April 2 (Bloomberg) -- Emerging stocks fell a second day as disappointing Chinese earnings and tensions on the Korean peninsula overshadowed gains in eastern European equities. Brazilian shares slumped the most in six weeks.
China Citic Bank Corp. dropped the most since June in Hong Kong as earnings missed analyst estimates. STX Offshore & Shipbuilding Co. tumbled 15 percent in Seoul as it’s seeking to restructure debt. The won weakened a second day after North Korea said it will restart nuclear facilities. Benchmark gauges in the Czech Republic and Hungary rallied, while homebuilder Brookfield Incorporacoes SA paced losses in Brazil.
The MSCI Emerging Markets Index lost 0.2 percent to 1,029.10 in New York. More than 55 percent of companies on the index that reported annual earnings this year trailed analysts’ estimates, data compiled by Bloomberg show. North Korea will restart all facilities at the Yongbyon nuclear site, according to the official Korean Central News Agency.
“Chinese companies have had some negative earnings surprises as they adjust to a more moderate growth environment,” Timothy Ghriskey, the chief investment officer at Solaris Group LLC in New York, which manages about $2 billion, said by phone. “Korea has a geopolitical issue that’s adding to the risk sentiment for emerging markets in general.”
Commodity and industrial companies in the MSCI Emerging Markets Index slid the most among 10 groups. The broader measure has slipped 2.5 percent this year, compared with a 7.2 percent gain in the MSCI World Index of developed-country stocks. The developing-nations gauge trades at 10.7 times projected 12-month earnings, compared with the MSCI World’s multiple of 13.9, according to data compiled by Bloomberg.

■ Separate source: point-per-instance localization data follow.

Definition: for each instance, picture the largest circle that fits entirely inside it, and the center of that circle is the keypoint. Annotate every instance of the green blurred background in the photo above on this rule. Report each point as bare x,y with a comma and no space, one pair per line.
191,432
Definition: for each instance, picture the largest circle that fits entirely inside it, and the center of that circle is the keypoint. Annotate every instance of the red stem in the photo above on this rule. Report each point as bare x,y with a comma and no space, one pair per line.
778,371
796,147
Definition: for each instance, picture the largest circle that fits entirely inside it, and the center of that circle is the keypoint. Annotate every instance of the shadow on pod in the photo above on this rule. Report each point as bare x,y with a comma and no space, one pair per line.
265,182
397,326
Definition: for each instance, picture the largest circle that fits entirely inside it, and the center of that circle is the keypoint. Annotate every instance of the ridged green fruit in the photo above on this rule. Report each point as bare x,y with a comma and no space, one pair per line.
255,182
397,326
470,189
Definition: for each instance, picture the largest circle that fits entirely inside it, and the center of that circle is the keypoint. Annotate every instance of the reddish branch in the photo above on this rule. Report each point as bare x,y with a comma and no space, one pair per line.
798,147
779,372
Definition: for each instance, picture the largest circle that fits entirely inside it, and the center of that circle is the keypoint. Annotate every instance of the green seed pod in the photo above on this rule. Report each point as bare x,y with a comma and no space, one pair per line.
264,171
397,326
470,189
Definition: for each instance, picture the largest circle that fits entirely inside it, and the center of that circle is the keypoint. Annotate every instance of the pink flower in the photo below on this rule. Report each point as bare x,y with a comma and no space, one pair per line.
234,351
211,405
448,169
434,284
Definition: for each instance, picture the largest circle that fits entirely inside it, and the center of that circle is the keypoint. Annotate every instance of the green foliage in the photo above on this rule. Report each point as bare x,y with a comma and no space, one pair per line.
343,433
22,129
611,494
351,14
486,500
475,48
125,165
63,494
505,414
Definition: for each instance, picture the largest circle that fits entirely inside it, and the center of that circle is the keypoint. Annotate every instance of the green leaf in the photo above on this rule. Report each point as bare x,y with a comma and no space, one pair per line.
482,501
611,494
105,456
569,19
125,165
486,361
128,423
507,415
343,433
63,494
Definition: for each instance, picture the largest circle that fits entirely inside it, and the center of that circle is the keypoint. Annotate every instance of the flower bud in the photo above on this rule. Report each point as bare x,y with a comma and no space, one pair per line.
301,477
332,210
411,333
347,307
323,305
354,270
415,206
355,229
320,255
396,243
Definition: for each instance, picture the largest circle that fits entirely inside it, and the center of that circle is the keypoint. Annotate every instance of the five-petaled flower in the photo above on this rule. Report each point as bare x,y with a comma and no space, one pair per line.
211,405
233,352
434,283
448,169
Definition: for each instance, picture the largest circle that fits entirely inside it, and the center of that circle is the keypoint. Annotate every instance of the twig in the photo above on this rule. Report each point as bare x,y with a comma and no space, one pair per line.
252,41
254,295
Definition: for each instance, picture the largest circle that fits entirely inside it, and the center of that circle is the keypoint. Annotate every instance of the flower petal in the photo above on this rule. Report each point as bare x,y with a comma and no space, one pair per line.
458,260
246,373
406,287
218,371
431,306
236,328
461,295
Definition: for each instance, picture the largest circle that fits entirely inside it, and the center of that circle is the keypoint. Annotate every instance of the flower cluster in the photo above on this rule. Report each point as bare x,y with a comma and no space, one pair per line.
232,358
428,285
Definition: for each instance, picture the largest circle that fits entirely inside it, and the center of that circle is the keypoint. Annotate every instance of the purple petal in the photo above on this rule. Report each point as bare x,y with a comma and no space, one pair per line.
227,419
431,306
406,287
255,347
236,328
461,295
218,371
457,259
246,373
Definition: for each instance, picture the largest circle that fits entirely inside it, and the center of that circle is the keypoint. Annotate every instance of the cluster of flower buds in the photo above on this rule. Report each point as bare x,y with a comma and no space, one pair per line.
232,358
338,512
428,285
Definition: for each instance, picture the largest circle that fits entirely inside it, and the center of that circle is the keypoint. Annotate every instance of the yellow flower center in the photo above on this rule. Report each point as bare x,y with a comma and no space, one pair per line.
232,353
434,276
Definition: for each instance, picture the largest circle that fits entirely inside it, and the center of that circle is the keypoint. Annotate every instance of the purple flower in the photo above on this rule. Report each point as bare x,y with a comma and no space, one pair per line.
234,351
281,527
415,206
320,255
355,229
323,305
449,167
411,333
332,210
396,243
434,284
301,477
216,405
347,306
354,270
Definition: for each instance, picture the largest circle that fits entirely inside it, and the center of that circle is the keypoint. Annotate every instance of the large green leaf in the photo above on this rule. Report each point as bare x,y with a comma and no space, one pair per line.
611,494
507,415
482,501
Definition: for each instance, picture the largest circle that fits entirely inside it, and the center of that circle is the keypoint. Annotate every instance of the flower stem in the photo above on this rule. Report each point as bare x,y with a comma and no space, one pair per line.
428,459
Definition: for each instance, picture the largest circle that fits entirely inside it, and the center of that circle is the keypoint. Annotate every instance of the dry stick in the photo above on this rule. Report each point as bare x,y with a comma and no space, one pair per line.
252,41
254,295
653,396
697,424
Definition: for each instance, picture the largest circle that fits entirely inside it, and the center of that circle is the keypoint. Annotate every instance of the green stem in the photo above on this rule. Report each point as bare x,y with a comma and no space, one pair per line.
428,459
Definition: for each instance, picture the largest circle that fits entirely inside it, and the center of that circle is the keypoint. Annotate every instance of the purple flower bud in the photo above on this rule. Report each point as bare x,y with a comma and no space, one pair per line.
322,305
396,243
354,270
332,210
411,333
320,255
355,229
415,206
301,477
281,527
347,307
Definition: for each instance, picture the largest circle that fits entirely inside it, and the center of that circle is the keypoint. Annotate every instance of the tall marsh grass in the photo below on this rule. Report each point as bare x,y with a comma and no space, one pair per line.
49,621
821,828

The iShares MSCI Emerging Markets Index exchange-traded fund, the ETF tracking developing-nation shares, gained less than 0.1 percent to $42.33. The Chicago Board Options Exchange Emerging Markets ETF Volatility Index, a measure of options prices on the fund and expectations of price swings, fell 2.3 percent to 17.77.
Brazil’s Bovespa index dropped 1.8 percent, the steepest decline since Feb. 20. Brookfield tumbled 9 percent to a four-year low. Steelmaker Usinas Siderurgicas de Minas Gerais SA fell 4.1 percent.

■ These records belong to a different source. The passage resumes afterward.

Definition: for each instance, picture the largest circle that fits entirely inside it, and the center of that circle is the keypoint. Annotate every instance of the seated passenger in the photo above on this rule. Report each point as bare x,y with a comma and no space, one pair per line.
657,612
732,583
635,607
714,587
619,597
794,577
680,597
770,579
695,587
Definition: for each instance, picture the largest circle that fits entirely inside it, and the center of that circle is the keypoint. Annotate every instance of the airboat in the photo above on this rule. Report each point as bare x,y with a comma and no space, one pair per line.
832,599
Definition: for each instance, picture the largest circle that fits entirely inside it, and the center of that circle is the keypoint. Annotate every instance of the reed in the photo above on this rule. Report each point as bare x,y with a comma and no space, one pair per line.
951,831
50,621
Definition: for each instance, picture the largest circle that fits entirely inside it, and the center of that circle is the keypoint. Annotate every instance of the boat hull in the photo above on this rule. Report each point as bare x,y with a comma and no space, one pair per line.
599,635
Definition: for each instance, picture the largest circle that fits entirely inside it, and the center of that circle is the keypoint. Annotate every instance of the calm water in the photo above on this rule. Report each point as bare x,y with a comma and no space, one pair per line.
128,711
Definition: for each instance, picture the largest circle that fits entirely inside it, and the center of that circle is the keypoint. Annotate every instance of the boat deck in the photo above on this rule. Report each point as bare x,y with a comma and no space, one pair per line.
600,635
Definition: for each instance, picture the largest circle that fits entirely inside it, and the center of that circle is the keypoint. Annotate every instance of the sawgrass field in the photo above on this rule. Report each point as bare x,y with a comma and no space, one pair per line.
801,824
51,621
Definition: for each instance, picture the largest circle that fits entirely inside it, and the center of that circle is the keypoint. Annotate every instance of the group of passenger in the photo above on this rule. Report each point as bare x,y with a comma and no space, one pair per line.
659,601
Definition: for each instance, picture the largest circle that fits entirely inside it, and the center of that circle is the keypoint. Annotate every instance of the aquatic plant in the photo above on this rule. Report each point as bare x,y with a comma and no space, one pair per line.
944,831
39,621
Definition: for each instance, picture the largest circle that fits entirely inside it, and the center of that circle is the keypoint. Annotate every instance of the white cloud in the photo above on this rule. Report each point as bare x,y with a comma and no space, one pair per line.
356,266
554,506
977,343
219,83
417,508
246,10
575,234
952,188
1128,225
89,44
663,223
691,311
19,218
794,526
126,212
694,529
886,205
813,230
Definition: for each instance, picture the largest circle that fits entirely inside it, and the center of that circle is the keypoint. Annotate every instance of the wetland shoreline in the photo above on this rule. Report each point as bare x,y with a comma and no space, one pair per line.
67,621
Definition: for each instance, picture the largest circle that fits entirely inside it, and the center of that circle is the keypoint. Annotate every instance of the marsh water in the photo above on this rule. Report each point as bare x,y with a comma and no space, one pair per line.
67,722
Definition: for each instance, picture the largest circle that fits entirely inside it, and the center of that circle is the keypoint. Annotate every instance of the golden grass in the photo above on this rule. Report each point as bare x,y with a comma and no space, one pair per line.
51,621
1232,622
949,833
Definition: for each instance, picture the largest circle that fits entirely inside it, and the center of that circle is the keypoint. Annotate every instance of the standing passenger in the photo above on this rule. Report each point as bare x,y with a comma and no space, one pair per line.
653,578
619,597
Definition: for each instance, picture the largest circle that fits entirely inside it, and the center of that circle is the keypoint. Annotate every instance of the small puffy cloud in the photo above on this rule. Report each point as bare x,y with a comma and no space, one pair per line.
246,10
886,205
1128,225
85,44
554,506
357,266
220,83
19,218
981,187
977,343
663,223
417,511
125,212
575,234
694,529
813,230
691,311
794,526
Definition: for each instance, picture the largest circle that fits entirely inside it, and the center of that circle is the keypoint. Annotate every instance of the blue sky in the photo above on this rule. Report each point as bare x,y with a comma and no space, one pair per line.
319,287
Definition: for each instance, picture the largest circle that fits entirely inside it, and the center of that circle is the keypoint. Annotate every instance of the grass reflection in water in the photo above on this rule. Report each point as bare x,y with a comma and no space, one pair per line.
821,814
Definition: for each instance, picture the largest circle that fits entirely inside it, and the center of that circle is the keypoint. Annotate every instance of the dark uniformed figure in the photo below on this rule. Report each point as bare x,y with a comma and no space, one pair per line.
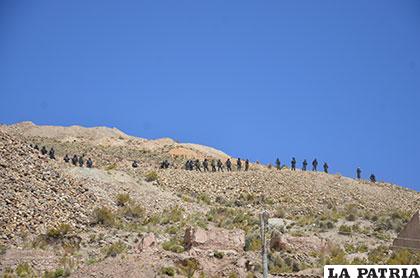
239,164
358,173
372,178
278,164
304,165
213,165
74,160
89,163
219,165
51,153
293,164
228,165
314,164
206,165
197,165
81,161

The Mexican IPC Index gained 0.4 percent as U.S. stocks rose amid data showing factory orders at the world’s largest economy advanced the most in five months in February.
Russian shares advanced on speculation the country’s depositors won’t suffer severe losses in Cyprus’s debt crisis and as the central bank signaled it may cut its main rates. The Micex Index added 0.1 percent. OAO Sberbank, Russia’s largest lender, rose 0.9 percent.
Benchmark gauges in Hungary and the Czech Republic gained at least 1.3 percent, as trading resumed after a holiday weekend. Istanbul’s ISE National 100 Index fell 0.1 percent.
Chinese stocks fell to a three-month low as health-care companies slumped. The Hang Seng China Enterprises Index of mainland companies listed in Hong Kong slid 0.8 percent. China Citic Bank tumbled 6 percent. Angang Steel Co. shares gained 13 percent in Hong Kong, the most since December 2011 for the biggest advance in the emerging markets gauge.
South Korea’s Kospi Index dropped 0.5 percent. STX Offshore slumped by its 15 percent daily limit, the biggest decline since its listing in October 2003.
The extra yield investors demand to own emerging-market debt over U.S. Treasuries fell four basis points, or 0.04 percentage point, to 304 basis points, according to JPMorgan Chase & Co.’s EMBI Global Index.